At issue is a proposal by Shanty Creek Resort to dramatically increase the amount of water it takes from the Cedar to make snow for new ski runs and to irrigate a new Tom Weiskopf-designed golf course. In court, Shanty Creek executives said that competition was driving them to get bigger and their scientists testified that taking more water from the river would cause no harm. In short, the theme of the testimony was that the pursuit of wealth was inherently virtuous. It increased the well-being of the community without causing damage.

It is precisely this professed notion of business innocence, however, that is at the core of virtually every one of the conflicts over natural resource development that are now boiling in northern Michigan. Encouraged by a development-at-any cost policy coming from Lansing, the north country is being sytematically carved up for strip malls, new roads, oil and gas wells, giant subdivisions, golf courses, mini marts and the rest.

Tanner says he is saddened and disturbed by what is happening because he knows something about public responsibility. His father was the sheriff of Antrim County. And during the 1970s and early 1980s he was the environmental point man for an administration that viewed its responsibiltites much differently. Under his watch as DNR director, the 22,000-acre Jordan Valley was put off limits to industrial development to preserve its scenic character. The Natural Resources Trust Fund, financed by oil and gas royalties, was established to buy recreational land. The Boardman River was safeguarded as a state natural river.

Thus, when he took the stand in Judge Thomas Power’s court room, Tanner set out not only to methodically describe the havoc Shanty Creek’s plan would cause in the river he loved, he also wanted to make a point about the political arrogance that made it possible.

The Cedar, Tanner said, is an exceptional home for trout. It has stability in water flow, depth, temperature and velocity.

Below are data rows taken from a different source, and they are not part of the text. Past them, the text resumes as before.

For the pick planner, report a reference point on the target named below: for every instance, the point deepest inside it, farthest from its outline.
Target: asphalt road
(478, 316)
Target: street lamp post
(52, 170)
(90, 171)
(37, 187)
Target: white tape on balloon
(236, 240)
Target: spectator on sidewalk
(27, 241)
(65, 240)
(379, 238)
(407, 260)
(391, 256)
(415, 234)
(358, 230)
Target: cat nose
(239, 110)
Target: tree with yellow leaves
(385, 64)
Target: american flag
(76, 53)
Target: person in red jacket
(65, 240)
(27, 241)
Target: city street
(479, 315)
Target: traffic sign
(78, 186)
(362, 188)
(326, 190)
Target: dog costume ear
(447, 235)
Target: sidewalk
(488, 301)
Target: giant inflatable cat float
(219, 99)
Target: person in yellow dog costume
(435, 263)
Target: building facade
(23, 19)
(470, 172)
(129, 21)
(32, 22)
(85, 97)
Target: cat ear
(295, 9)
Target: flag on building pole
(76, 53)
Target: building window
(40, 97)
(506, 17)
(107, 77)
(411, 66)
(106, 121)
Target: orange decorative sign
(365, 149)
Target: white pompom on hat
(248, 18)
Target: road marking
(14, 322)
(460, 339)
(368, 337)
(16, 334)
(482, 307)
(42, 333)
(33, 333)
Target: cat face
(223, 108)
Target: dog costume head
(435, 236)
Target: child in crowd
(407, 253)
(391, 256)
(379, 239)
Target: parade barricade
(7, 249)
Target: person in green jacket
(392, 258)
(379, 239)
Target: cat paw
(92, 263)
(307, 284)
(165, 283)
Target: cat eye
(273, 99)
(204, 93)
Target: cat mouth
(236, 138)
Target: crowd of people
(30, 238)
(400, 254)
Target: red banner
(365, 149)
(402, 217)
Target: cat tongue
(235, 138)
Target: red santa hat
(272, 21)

Its cold waters support the plants, aquatic critters, hiding places, and pools that nurture trout during every phase of their lives. Trout eggs are protected by the river’s polished gravel. Superior nursery areas provide fry and fingerlings ample food and cover from predators.

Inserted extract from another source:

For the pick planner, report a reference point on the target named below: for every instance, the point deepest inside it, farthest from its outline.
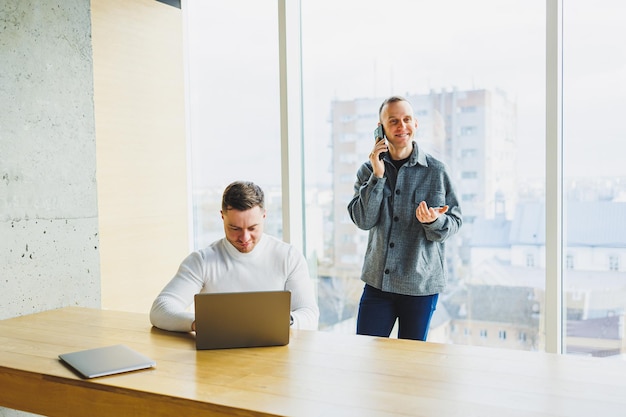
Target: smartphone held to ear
(379, 134)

If Shanty Creek ever turns on its new pumps, said Tanner, it would set in motion a downward spiral of biological events. As the river’s depth dropped, the shallow areas, where fry and fingerlings live, would freeze. Plants that support trout food would die. Fry would be forced to move to new feeding areas and become even more vulnerable to predators.

Tanner’s testimony was the deciding factor in the hearing. On Nov. 5, Circuit Court Judge Power ruled that Friends of the Cedar had sufficiently shown that Shanty Creek’s proposal was in violation of two state environmental laws. He issued an order that blocked the water diversion until a full trial is held late next spring. And Judge Power took special care to commend the former DNR director for delivering such a "persuasive" presentation. Environmentalists called Judge Power’s order the most significant court decision in the public interest in northern Michigan in recent memory.

Long known as a cautious scientist and a careful administrator, the Cedar River case has emboldened Tanner. He is moving quickly to take on a new role as an advocate, as intent on protecting his boyhood trout stream as he is in reviving the state’s conservation tradition. "I have not been happy with the way things are going," he said. "Our obligation is to leave this place better than we found it."